Commentary: Don’t prop up failing schools

CNN) — Historically the federal government has been a small investor in the nation’s education system. With the recent economic stimulus bill, however, this changed virtually overnight.

There is great danger in the sudden and massive amount of funding — nearly $100 billion — that the federal government is throwing at the nation’s schools. District by district, the budgetary crises into which all schools were plunging created the impetus for long-needed changes.

The most likely result of this stimulus will be to give our schools the luxury of affording not to change. This is borrowed money that we’re pumping into our schools, and it comes at a price. Charging education isn’t changing it.

via Commentary: Don’t prop up failing schools –

Clayton Christensen is on the right track here, which is why the real crisis in education isn’t now, but five to eight years from now.  I wish it were right now, but it’s not.

Yet the reality is that this $100 billion we’ve just dumped into our k-12 school system is only going to subsidize and prolong the current failing system.  It’s not going to fix or radically overhaul the system.
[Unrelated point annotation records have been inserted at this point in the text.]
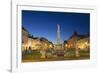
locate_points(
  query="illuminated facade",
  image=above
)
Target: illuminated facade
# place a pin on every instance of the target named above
(81, 42)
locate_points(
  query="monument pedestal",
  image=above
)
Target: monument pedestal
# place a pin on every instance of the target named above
(43, 53)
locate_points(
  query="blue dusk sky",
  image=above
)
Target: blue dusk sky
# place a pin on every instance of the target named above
(44, 24)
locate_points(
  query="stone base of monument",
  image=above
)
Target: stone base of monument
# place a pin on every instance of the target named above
(77, 53)
(43, 54)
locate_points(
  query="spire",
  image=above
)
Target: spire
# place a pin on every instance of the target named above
(58, 34)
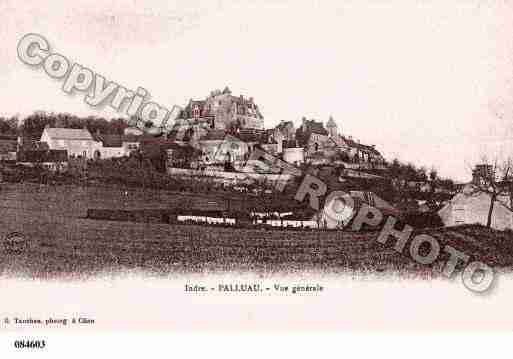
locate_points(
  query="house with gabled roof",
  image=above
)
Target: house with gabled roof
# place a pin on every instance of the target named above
(78, 142)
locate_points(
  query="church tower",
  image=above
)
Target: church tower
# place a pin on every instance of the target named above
(332, 127)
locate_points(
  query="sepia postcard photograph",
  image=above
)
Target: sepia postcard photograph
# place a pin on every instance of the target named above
(232, 166)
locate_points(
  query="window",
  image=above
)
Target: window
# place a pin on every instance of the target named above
(459, 214)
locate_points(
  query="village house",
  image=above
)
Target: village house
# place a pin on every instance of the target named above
(472, 206)
(8, 147)
(77, 142)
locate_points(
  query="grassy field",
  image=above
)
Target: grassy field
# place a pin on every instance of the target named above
(60, 242)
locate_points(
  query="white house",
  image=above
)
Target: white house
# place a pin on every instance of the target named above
(78, 142)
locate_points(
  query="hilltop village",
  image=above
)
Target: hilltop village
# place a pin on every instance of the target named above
(218, 144)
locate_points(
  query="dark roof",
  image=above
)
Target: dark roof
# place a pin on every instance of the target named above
(315, 127)
(214, 135)
(116, 140)
(69, 133)
(284, 124)
(8, 137)
(362, 147)
(32, 145)
(8, 144)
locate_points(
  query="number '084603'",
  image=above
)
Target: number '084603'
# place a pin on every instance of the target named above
(29, 344)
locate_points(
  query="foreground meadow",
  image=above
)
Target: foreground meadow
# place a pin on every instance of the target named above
(60, 242)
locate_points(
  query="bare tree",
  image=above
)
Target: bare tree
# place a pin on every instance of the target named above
(495, 179)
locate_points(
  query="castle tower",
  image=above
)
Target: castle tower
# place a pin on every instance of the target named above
(332, 127)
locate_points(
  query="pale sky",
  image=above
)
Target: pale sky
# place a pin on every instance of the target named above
(429, 82)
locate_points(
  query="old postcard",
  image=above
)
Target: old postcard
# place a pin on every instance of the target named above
(263, 165)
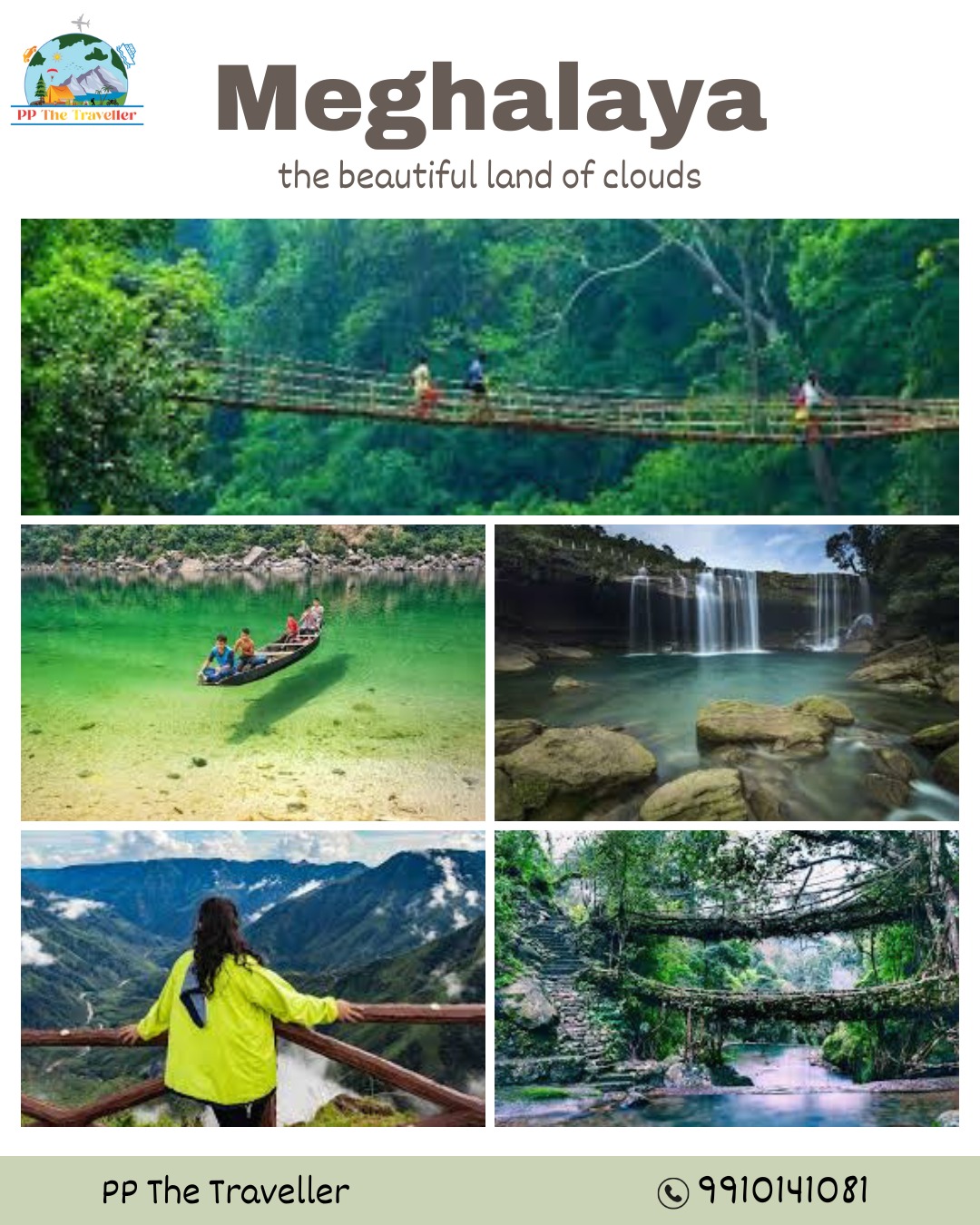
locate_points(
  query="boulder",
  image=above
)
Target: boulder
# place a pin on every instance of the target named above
(702, 795)
(688, 1075)
(946, 770)
(525, 1004)
(826, 708)
(511, 734)
(585, 762)
(541, 1070)
(511, 658)
(779, 727)
(938, 735)
(506, 805)
(909, 668)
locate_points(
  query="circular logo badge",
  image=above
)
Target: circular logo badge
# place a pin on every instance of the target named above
(672, 1193)
(75, 70)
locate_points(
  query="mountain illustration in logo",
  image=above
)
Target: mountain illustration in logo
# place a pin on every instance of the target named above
(76, 70)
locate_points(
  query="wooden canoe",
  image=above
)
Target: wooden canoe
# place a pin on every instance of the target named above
(279, 654)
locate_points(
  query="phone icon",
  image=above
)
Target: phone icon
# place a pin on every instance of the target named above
(672, 1193)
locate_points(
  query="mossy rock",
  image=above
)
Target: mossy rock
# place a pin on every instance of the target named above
(937, 737)
(946, 770)
(826, 708)
(702, 795)
(582, 762)
(751, 723)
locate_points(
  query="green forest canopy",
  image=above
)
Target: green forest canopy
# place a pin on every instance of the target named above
(111, 308)
(44, 545)
(618, 877)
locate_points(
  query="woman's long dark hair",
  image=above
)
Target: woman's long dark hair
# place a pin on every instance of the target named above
(218, 935)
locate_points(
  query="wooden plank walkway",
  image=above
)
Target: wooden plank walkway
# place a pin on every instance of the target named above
(287, 385)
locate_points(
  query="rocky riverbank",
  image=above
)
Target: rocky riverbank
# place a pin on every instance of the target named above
(263, 564)
(751, 753)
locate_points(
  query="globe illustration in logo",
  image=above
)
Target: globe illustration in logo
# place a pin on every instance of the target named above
(75, 70)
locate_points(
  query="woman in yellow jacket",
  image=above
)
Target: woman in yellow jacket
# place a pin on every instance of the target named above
(218, 1006)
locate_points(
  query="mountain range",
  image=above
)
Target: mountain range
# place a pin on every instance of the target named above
(95, 79)
(163, 895)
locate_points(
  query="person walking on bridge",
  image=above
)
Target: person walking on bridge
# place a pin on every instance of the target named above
(475, 384)
(808, 399)
(423, 387)
(218, 1007)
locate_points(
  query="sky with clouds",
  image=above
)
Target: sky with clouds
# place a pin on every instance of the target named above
(793, 548)
(55, 848)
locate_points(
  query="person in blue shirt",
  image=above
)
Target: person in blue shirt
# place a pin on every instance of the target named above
(475, 384)
(476, 377)
(220, 659)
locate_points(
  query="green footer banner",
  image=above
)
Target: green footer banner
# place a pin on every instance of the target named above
(380, 1191)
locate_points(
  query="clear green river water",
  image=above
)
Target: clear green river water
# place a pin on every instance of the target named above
(794, 1091)
(382, 721)
(657, 697)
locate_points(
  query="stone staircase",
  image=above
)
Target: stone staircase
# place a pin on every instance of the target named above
(578, 1033)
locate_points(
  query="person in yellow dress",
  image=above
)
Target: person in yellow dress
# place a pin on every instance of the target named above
(218, 1007)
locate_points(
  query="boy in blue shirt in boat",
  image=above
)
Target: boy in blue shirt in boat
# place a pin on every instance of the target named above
(220, 659)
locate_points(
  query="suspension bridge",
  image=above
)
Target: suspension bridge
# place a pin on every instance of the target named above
(265, 384)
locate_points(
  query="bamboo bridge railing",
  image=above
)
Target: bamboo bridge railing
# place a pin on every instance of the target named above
(289, 385)
(457, 1109)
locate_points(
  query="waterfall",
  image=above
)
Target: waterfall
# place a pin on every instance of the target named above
(727, 609)
(842, 604)
(680, 602)
(641, 614)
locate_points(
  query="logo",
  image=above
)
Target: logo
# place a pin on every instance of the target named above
(77, 77)
(672, 1193)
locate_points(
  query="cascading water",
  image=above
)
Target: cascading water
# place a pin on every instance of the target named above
(641, 614)
(727, 609)
(842, 604)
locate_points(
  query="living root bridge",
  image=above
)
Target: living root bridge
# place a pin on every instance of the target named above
(924, 997)
(815, 921)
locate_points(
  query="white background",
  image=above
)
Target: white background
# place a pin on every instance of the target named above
(867, 113)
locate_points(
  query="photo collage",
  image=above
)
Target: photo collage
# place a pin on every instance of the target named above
(318, 516)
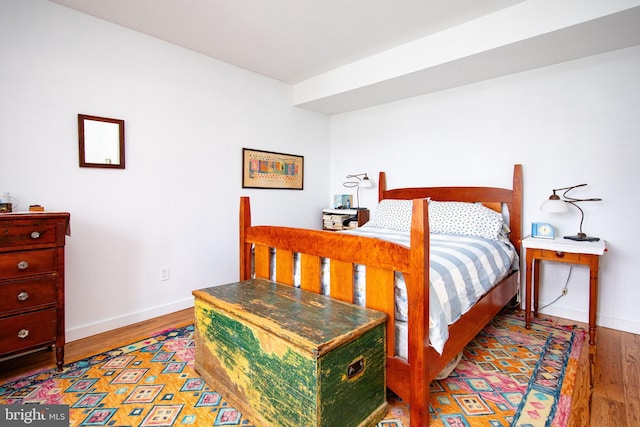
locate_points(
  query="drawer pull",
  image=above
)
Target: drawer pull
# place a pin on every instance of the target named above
(355, 368)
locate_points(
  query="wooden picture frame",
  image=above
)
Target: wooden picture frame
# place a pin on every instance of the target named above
(268, 169)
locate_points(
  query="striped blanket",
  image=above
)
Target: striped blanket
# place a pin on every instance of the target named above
(462, 269)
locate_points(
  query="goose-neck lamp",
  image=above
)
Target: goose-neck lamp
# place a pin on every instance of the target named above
(558, 204)
(363, 182)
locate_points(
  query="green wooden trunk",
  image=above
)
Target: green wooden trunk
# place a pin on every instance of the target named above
(287, 357)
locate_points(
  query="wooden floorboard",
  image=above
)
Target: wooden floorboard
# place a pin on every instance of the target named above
(607, 387)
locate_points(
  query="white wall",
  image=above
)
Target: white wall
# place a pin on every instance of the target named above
(576, 122)
(187, 118)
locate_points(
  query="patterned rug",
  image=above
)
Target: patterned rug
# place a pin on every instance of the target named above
(508, 376)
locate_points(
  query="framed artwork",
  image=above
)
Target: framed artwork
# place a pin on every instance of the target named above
(267, 169)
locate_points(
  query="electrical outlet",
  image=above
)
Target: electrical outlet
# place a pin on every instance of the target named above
(164, 273)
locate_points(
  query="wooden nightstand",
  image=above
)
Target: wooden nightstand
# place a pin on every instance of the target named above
(344, 219)
(567, 251)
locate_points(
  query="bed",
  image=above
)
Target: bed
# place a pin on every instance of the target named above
(298, 257)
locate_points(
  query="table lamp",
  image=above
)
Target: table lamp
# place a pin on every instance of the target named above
(557, 204)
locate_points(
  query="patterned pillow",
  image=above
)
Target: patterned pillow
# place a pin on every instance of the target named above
(392, 214)
(468, 219)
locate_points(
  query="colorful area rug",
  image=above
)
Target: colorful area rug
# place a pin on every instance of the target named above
(508, 376)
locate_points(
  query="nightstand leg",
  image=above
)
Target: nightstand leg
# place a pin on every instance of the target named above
(527, 292)
(593, 297)
(59, 357)
(536, 286)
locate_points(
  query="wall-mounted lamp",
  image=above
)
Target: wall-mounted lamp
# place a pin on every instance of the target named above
(363, 182)
(557, 204)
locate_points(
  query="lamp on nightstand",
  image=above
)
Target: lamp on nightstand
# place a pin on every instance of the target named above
(557, 204)
(363, 182)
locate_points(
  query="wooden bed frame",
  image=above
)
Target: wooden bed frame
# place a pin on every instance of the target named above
(410, 378)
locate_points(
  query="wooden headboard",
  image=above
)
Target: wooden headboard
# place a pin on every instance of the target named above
(492, 197)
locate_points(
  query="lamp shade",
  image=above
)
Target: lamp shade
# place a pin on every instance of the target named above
(365, 183)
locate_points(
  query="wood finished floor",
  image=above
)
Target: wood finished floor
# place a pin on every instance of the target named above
(607, 390)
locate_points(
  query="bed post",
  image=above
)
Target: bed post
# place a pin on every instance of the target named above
(515, 213)
(245, 248)
(382, 185)
(418, 293)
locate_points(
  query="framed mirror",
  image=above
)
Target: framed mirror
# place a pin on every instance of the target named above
(101, 142)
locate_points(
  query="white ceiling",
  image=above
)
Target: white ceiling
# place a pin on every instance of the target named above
(341, 55)
(288, 40)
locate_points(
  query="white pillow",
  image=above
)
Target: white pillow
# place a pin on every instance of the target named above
(392, 214)
(468, 219)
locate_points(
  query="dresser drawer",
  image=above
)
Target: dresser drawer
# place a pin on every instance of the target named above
(24, 233)
(548, 255)
(27, 294)
(27, 331)
(25, 263)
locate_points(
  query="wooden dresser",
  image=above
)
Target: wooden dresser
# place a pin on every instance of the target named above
(32, 282)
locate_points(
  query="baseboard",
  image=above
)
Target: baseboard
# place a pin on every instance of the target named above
(601, 321)
(105, 325)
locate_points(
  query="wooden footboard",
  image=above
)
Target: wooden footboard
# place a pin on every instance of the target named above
(381, 259)
(409, 379)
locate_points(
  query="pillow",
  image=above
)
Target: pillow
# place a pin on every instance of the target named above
(468, 219)
(392, 214)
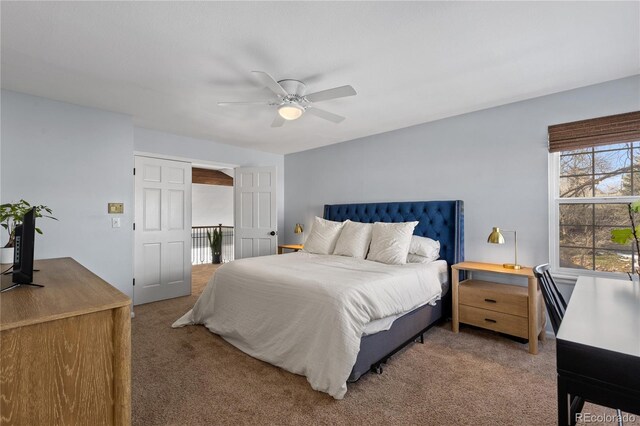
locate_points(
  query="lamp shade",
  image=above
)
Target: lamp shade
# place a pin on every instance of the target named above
(495, 237)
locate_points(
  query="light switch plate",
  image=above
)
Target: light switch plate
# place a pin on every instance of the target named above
(115, 208)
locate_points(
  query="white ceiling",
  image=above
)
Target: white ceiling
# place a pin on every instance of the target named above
(167, 64)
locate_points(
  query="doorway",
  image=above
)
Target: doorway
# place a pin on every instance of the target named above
(212, 218)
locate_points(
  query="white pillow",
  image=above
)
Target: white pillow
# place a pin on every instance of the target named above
(390, 242)
(323, 236)
(415, 258)
(425, 247)
(354, 239)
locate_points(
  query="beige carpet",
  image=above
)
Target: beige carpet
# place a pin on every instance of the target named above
(190, 376)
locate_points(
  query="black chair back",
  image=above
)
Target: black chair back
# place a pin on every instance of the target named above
(556, 305)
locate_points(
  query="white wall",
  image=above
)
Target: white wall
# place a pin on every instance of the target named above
(75, 160)
(495, 160)
(152, 141)
(211, 205)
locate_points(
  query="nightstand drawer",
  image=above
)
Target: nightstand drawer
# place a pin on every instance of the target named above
(508, 299)
(496, 321)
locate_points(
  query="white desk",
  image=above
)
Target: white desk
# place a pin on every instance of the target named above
(598, 347)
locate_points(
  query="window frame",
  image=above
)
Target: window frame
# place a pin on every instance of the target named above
(554, 224)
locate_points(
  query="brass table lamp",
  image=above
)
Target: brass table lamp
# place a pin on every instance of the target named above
(496, 238)
(299, 229)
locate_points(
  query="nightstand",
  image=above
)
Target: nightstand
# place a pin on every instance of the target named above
(509, 309)
(294, 247)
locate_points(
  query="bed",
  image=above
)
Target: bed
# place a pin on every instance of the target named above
(440, 220)
(307, 313)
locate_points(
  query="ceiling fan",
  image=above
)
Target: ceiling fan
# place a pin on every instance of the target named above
(292, 101)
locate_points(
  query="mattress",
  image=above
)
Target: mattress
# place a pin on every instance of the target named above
(305, 312)
(385, 323)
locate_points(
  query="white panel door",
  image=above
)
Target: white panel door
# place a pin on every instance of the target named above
(256, 219)
(162, 230)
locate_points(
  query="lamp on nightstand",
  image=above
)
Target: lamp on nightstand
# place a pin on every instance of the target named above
(299, 229)
(496, 238)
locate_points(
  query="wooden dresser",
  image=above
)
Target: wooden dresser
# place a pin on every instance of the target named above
(509, 309)
(65, 349)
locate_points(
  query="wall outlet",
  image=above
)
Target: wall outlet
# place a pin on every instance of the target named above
(115, 208)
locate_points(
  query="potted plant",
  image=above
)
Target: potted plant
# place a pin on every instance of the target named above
(11, 215)
(215, 241)
(631, 234)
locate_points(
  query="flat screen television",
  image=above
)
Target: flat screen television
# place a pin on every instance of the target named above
(23, 255)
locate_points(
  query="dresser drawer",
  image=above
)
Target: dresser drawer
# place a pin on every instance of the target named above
(509, 299)
(497, 321)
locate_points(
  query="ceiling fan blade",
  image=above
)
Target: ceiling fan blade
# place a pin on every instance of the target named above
(334, 118)
(278, 121)
(336, 92)
(270, 82)
(244, 103)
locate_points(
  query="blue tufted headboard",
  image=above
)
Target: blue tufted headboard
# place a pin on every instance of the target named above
(439, 220)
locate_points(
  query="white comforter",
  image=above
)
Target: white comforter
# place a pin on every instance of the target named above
(305, 312)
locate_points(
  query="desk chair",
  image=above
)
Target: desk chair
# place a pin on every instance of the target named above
(557, 306)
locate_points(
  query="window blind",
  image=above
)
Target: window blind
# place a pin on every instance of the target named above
(596, 131)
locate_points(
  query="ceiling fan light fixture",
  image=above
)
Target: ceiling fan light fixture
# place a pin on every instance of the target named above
(290, 111)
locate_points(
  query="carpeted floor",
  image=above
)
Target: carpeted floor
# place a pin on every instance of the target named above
(189, 376)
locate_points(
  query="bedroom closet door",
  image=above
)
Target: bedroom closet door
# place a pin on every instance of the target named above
(256, 219)
(162, 230)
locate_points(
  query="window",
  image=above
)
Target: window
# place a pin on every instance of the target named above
(593, 180)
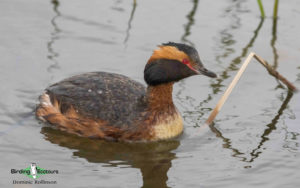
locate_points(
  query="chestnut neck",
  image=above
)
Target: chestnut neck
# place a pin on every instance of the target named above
(159, 97)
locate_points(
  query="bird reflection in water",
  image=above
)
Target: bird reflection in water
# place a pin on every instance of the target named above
(152, 158)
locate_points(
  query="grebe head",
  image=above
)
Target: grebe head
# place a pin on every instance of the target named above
(172, 62)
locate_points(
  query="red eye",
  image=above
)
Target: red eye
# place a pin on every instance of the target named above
(185, 61)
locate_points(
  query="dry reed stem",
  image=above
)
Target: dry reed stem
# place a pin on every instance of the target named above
(236, 79)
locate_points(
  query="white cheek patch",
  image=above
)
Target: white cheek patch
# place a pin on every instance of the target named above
(45, 100)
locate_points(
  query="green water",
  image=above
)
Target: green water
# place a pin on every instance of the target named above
(254, 141)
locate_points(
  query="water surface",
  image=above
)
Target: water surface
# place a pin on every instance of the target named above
(254, 141)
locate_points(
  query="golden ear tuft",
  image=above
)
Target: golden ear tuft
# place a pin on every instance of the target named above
(168, 52)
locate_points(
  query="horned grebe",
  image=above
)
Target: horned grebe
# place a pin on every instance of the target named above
(114, 107)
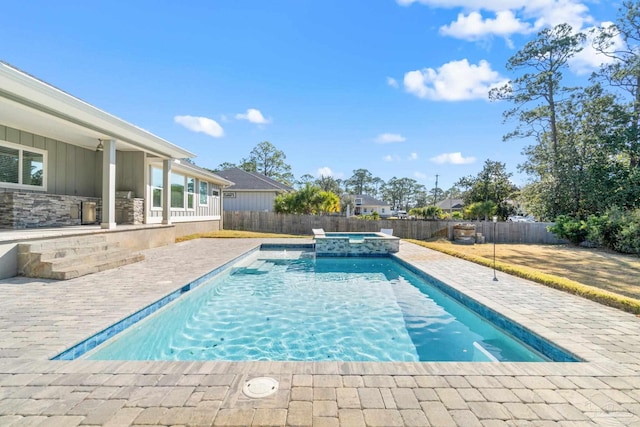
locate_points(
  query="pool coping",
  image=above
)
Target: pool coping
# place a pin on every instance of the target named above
(513, 329)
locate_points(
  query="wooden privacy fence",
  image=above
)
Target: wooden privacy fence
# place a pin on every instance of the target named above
(271, 222)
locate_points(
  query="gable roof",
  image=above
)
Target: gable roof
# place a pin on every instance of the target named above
(252, 181)
(370, 201)
(450, 204)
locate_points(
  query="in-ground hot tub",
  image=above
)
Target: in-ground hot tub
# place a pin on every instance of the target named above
(356, 244)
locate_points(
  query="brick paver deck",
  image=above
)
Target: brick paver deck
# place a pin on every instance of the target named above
(39, 319)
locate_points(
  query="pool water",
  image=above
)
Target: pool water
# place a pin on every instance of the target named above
(277, 305)
(354, 236)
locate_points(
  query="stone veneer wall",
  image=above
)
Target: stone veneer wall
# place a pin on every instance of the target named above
(341, 246)
(32, 210)
(129, 211)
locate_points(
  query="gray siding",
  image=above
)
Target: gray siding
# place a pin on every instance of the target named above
(256, 201)
(70, 169)
(130, 172)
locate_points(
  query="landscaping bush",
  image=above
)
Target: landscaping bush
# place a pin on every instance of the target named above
(573, 229)
(616, 229)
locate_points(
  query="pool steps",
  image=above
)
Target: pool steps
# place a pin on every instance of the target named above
(72, 257)
(254, 267)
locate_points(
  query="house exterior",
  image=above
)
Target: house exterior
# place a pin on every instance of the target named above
(451, 205)
(251, 191)
(66, 162)
(366, 205)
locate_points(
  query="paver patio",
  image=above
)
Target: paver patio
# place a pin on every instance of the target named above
(39, 319)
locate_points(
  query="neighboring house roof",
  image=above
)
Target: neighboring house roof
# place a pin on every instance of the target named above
(369, 201)
(451, 204)
(66, 118)
(252, 181)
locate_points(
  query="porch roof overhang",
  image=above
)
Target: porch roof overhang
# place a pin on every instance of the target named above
(30, 104)
(196, 171)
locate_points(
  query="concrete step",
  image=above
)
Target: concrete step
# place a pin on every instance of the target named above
(68, 258)
(52, 245)
(82, 258)
(82, 270)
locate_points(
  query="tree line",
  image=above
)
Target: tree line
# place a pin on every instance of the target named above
(583, 152)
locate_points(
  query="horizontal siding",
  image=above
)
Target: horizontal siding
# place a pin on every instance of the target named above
(259, 201)
(70, 169)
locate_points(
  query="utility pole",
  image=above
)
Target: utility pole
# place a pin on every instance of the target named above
(435, 192)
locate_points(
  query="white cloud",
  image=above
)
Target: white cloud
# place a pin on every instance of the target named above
(200, 124)
(388, 138)
(589, 59)
(452, 158)
(420, 175)
(253, 116)
(511, 16)
(453, 81)
(326, 171)
(474, 27)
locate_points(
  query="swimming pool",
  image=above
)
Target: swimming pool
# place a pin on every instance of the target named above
(354, 236)
(289, 305)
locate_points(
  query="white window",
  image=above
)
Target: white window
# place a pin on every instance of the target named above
(156, 188)
(177, 191)
(204, 191)
(22, 167)
(191, 192)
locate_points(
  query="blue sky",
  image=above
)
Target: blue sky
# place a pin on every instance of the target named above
(397, 87)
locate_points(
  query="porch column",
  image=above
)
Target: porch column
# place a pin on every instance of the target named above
(166, 193)
(109, 184)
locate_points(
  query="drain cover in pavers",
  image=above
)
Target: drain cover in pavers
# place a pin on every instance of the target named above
(260, 387)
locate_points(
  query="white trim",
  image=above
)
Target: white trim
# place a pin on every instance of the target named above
(35, 94)
(200, 182)
(45, 166)
(186, 193)
(158, 220)
(150, 168)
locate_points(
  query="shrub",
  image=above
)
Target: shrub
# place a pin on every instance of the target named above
(573, 229)
(616, 229)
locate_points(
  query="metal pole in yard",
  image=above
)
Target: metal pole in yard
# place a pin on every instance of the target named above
(495, 221)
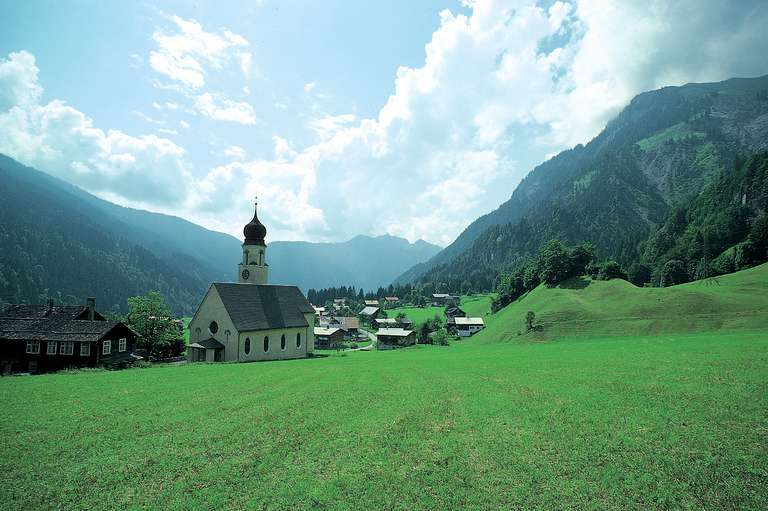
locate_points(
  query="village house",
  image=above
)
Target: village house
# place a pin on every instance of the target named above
(393, 323)
(350, 326)
(466, 327)
(251, 320)
(454, 311)
(368, 314)
(44, 338)
(391, 338)
(391, 301)
(440, 299)
(326, 338)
The folks over at Schools Matter might have you think that it’s a bad thing that the philanthro-capitalists are getting involved in schools, and pumping money into charter schools, programs like KIPP, and others.  They may be right.  But on the rare occasions that I talk to people at the top of the economic scale, they indicate that success came in spite of school, rather than because of it.  When I talk (far more often) to people at the middle or at the bottom of the economic scale, I hear stories about how they really didn’t like school, or didn’t learn anything there about anything important.  Once you get past reading, writing, and ‘rithmetic, their work in chemistry or clerical work or project management or whatever else they do all came about as a result of engagements with learning after school ended, rather than during.

As for the oft-repeated chestnut that schools exist to train citizens, rather than people for the economy… well.  Voter involvement in local, state, and federal elections has only just recently upticked.  It seems unlikely that schools have any legitimate right to take the credit for this transformation.

David Warlick indicates in his response to this article,

“The fact is that the entire industry [education] is designed to resist change — and this is not entirely a bad thing.  ..and I’m still not comfortable with completely ditching education as we know it and replacing it with something completely new — at least not yet.”

I’m wedded to the idea of being a teacher, and I like the ideas that I’m going to be a teacher in a school.  But I think that schools are on the verge of a massive extinction or transformation, because they are resistant to change.  That’s my guess.

However… this stimulus money we’ve just pumped into the silly school system we’ve got will probably keep the silliness going for a few more years.  My gues is… five to eight.  And then we’ll be out of money, and out of change, and the social media technology of web2.0 will be building the learning media technology of 3.0.  The best schools for 5-12 learning will be online, and parents will abandon middle schools and high schools in droves.

We have until 2014… maybe until 2018.  But I’m not counting on it.